TranscriberMixin#

class montreal_forced_aligner.transcription.transcriber.TranscriberMixin(transition_scale=1.0, acoustic_scale=0.083333, self_loop_scale=0.1, beam=10, silence_weight=0.0, first_beam=10, first_max_active=2000, language_model_weight=10, word_insertion_penalty=0.5, evaluation_mode=False, **kwargs)[source]#

Bases: CorpusAligner

Abstract class for MFA transcribers

Parameters:

transition_scale (float) – Transition scale, defaults to 1.0
acoustic_scale (float) – Acoustic scale, defaults to 0.1
self_loop_scale (float) – Self-loop scale, defaults to 0.1
beam (int) – Size of the beam to use in decoding, defaults to 10
silence_weight (float) – Weight on silence in fMLLR estimation
max_active (int) – Max active for decoding
lattice_beam (int) – Beam width for decoding lattices
first_beam (int) – Beam for decoding in initial speaker-independent pass, only used if uses_speaker_adaptation is true
first_max_active (int) – Max active for decoding in initial speaker-independent pass, only used if uses_speaker_adaptation is true
language_model_weight (float) – Weight of language model
word_insertion_penalty (float) – Penalty for inserting words

calc_final_fmllr()[source]#

Calculate final fMLLR transforms

See also

FinalFmllrFunction: Multiprocessing function
TranscriberMixin.final_fmllr_arguments: Arguments for function

calc_initial_fmllr()[source]#

Calculate initial fMLLR transforms

See also

InitialFmllrFunction: Multiprocessing function
TranscriberMixin.initial_fmllr_arguments: Arguments for function

carpa_lm_rescore()[source]#

Rescore lattices with CARPA language model

See also

CarpaLmRescoreFunction: Multiprocessing function
TranscriberMixin.carpa_lm_rescore_arguments: Arguments for function

carpa_lm_rescore_arguments()[source]#

Generate Job arguments for CarpaLmRescoreFunction

Returns:: Arguments for processing
Return type:: list[CarpaLmRescoreArguments]

compute_wer()[source]#

Evaluates the transcripts if there are reference transcripts

Raises:: KaldiProcessingError – If there were any errors in running Kaldi binaries

decode()[source]#

Generate lattices

See also

DecodeFunction: Multiprocessing function
TranscriberMixin.decode_arguments: Arguments for function

decode_arguments(workflow=WorkflowType.transcription)[source]#

Generate Job arguments for DecodeFunction

Returns:: Arguments for processing
Return type:: list[DecodeArguments]

evaluate_transcriptions()[source]#

Evaluates the transcripts if there are reference transcripts

Returns:: Sentence error rate and word error rate
Return type:: float, float
Raises:: KaldiProcessingError – If there were any errors in running Kaldi binaries

final_fmllr_arguments()[source]#

Generate Job arguments for FinalFmllrFunction

Returns:: Arguments for processing
Return type:: list[FinalFmllrArguments]

fmllr_rescore()[source]#

Rescore lattices with final fMLLR transforms

See also

FmllrRescoreFunction: Multiprocessing function
TranscriberMixin.fmllr_rescore_arguments: Arguments for function

fmllr_rescore_arguments()[source]#

Generate Job arguments for FmllrRescoreFunction

Returns:: Arguments for processing
Return type:: list[FmllrRescoreArguments]

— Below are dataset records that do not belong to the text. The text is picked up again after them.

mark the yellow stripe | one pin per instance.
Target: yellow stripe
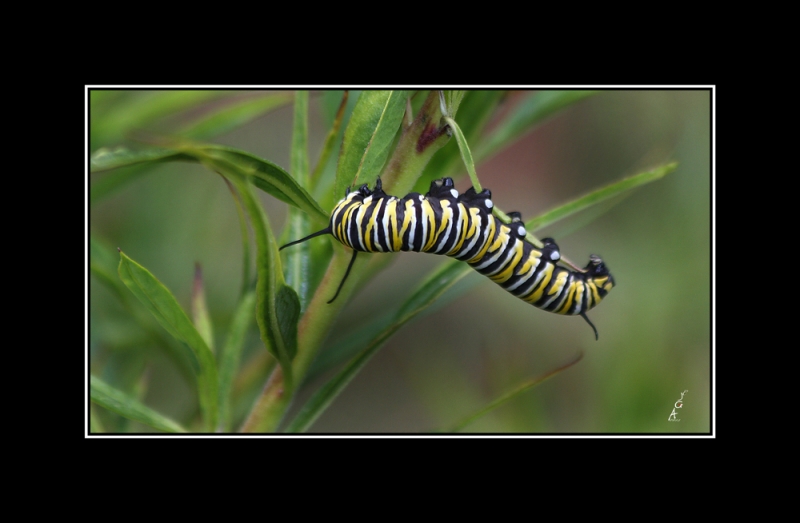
(506, 274)
(594, 298)
(427, 214)
(487, 240)
(391, 211)
(473, 226)
(370, 225)
(464, 224)
(447, 216)
(410, 213)
(561, 279)
(532, 258)
(538, 290)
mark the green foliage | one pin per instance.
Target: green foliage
(287, 302)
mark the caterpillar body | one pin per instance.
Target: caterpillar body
(462, 226)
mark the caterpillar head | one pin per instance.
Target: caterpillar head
(598, 271)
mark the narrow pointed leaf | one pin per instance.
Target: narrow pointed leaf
(117, 401)
(297, 258)
(231, 354)
(277, 304)
(234, 115)
(368, 137)
(200, 316)
(599, 195)
(505, 398)
(531, 112)
(330, 140)
(267, 176)
(107, 158)
(430, 290)
(166, 309)
(139, 110)
(474, 113)
(466, 155)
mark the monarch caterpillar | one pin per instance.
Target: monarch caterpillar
(462, 226)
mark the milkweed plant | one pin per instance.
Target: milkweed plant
(405, 138)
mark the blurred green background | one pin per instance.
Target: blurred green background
(655, 326)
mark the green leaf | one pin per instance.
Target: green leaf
(330, 139)
(234, 115)
(231, 354)
(428, 292)
(200, 316)
(277, 304)
(131, 164)
(165, 308)
(466, 155)
(473, 114)
(298, 225)
(531, 112)
(107, 158)
(511, 395)
(599, 195)
(266, 175)
(368, 138)
(139, 110)
(117, 401)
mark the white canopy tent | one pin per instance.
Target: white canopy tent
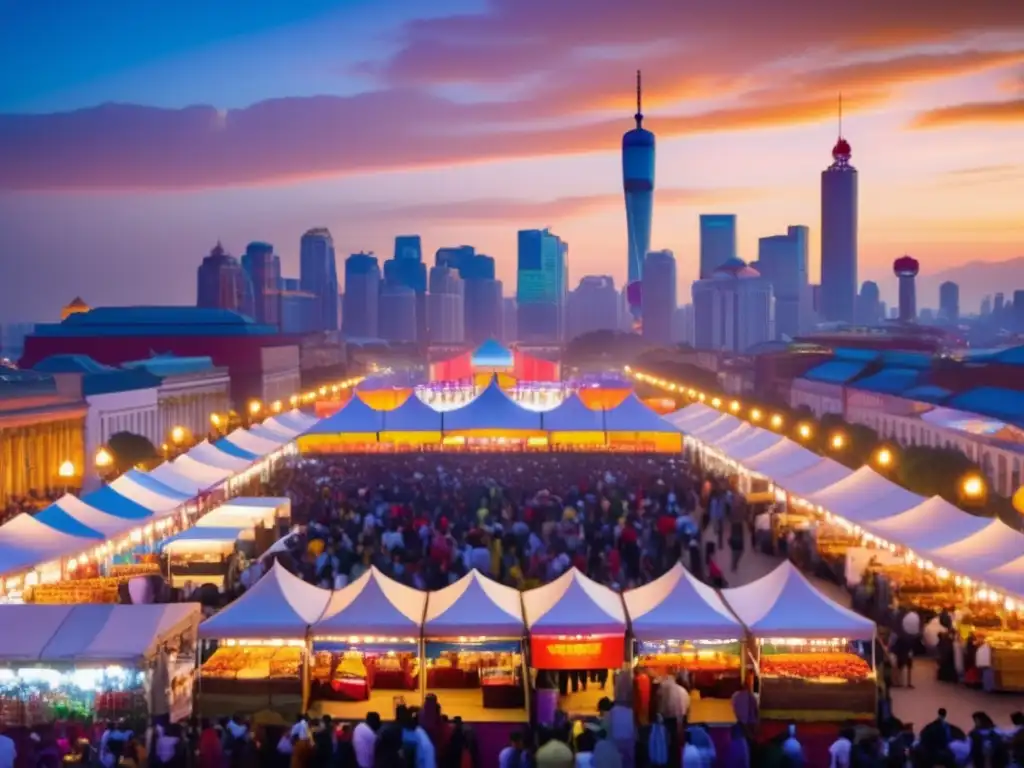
(784, 604)
(571, 604)
(211, 456)
(864, 496)
(373, 605)
(677, 606)
(784, 459)
(819, 475)
(474, 605)
(279, 606)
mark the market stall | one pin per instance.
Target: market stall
(367, 649)
(814, 657)
(577, 627)
(95, 662)
(473, 633)
(255, 650)
(679, 624)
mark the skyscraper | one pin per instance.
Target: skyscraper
(592, 306)
(839, 233)
(638, 185)
(360, 308)
(782, 261)
(905, 268)
(949, 301)
(222, 284)
(263, 268)
(733, 309)
(718, 241)
(541, 289)
(444, 306)
(318, 274)
(659, 299)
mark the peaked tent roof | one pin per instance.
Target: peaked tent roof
(678, 606)
(412, 416)
(355, 417)
(279, 605)
(781, 460)
(72, 515)
(633, 416)
(864, 496)
(211, 456)
(783, 603)
(572, 603)
(571, 415)
(492, 410)
(373, 604)
(474, 605)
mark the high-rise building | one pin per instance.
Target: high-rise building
(659, 299)
(869, 310)
(718, 241)
(839, 235)
(360, 312)
(396, 312)
(733, 309)
(318, 274)
(263, 268)
(444, 306)
(905, 268)
(541, 289)
(593, 306)
(638, 185)
(949, 301)
(222, 284)
(782, 261)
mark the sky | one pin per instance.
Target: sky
(135, 134)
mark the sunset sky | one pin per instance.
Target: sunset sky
(135, 133)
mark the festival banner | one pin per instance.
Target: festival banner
(578, 653)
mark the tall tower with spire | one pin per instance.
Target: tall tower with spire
(638, 185)
(839, 232)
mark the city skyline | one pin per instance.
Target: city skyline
(144, 186)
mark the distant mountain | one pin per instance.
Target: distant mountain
(977, 280)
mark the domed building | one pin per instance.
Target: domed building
(733, 309)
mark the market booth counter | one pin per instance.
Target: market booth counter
(473, 633)
(813, 656)
(95, 662)
(367, 649)
(680, 624)
(577, 634)
(254, 651)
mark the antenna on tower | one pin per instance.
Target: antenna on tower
(639, 116)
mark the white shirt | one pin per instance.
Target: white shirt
(7, 752)
(839, 754)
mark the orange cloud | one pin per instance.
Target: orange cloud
(972, 114)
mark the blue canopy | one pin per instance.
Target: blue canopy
(412, 416)
(355, 417)
(492, 410)
(571, 415)
(632, 416)
(231, 450)
(110, 501)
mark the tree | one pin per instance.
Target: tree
(130, 450)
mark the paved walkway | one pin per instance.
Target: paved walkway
(918, 705)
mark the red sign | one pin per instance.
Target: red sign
(574, 653)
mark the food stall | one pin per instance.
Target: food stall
(577, 633)
(254, 653)
(813, 657)
(367, 648)
(473, 632)
(95, 662)
(679, 624)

initial_fmllr_arguments()[source]#

Generate Job arguments for InitialFmllrFunction

Returns:: Arguments for processing
Return type:: list[InitialFmllrArguments]

lm_rescore()[source]#

Rescore lattices with bigger language model

See also

LmRescoreFunction: Multiprocessing function
TranscriberMixin.lm_rescore_arguments: Arguments for function

lm_rescore_arguments()[source]#

Generate Job arguments for LmRescoreFunction

Returns:: Arguments for processing
Return type:: list[LmRescoreArguments]

property lm_rescore_options#: Options needed for rescoring the language model

property model_directory#: Model directory for the transcriber

property model_log_directory#: Model directory for the transcriber

save_transcription_evaluation(output_directory)[source]#

Save transcription evaluation to an output directory

Parameters:: output_directory (str) – Directory to save evaluation

setup_phone_lm()[source]#: Setup phone language model for phone-based transcription

train_phone_lm()[source]#: Train a phone-based language model (i.e., not using words).

train_speaker_lm_arguments()[source]#

Generate Job arguments for TrainSpeakerLmFunction

Returns:: Arguments for processing
Return type:: list[TrainSpeakerLmArguments]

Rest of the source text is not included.